Just remember, with Exchange 2007, the Client Access Server role, which effectively replaced the "Front End Server" in the E2K/E2K3 world, is not even supported by Microsoft in a DMZ.

http://technet.microsoft.com/en-us/library/bb232184.aspx

Even though they were supported in the E2K/E2K3 world, as I said before, you'll end up swiss cheesing your internal firewall anyway, so there's not much of a point in doing it IMO.

Edge firewall between any Exchange server and the net? Absolutely a must.

Cascading firewalls/DMZ for your front ends? Not much good/not even supported on E2K7 and later, and I probably wouldn't do it at this point even on E2K3. If you want enhanced security to this degree, securely publish your Exchange resources with ISA 2006.

LukeQuake

HeroPsycho wrote: »

Just remember, with Exchange 2007, the Client Access Server role, which effectively replaced the "Front End Server" in the E2K/E2K3 world, is not even supported by Microsoft in a DMZ.

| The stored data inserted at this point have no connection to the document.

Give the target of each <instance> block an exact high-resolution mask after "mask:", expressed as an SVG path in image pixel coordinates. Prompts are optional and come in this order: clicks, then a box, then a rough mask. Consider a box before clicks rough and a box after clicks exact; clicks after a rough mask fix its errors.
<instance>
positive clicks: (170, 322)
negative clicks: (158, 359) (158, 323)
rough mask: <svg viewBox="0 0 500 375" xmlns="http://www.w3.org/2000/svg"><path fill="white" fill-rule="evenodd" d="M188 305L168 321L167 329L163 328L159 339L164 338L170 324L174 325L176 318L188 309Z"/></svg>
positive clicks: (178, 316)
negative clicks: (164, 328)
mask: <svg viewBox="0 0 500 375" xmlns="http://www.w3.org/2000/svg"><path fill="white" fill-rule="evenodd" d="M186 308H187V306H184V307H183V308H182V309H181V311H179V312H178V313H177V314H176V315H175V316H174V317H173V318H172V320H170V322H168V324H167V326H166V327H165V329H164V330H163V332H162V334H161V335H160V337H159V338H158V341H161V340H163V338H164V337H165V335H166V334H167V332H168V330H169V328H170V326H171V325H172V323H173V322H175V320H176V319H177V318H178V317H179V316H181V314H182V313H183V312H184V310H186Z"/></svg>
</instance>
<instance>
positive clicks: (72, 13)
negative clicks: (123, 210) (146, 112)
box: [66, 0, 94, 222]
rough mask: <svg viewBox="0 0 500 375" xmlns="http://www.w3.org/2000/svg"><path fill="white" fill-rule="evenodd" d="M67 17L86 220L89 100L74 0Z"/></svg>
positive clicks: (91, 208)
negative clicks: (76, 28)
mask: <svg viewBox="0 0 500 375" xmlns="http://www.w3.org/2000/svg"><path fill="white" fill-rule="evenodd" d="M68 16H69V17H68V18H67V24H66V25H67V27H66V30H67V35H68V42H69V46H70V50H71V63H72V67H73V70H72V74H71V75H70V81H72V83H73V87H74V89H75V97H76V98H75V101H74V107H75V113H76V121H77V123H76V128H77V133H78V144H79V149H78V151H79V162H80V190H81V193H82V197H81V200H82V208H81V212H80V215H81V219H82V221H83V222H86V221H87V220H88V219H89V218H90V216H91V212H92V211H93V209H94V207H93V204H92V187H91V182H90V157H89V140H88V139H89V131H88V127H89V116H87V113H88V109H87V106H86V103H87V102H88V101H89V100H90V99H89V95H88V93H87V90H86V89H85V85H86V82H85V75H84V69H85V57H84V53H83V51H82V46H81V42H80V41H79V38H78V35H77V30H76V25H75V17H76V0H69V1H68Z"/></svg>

Planning for Client Access Servers

Even though they were supported in the E2K/E2K3 world, as I said before, you'll end up swiss cheesing your internal firewall anyway, so there's not much of a point in doing it IMO.

Edge firewall between any Exchange server and the net? Absolutely a must.

Cascading firewalls/DMZ for your front ends? Not much good/not even supported on E2K7 and later, and I probably wouldn't do it at this point even on E2K3. If you want enhanced security to this degree, securely publish your Exchange resources with ISA 2006.

100% agreed! I was going to post something along these lines.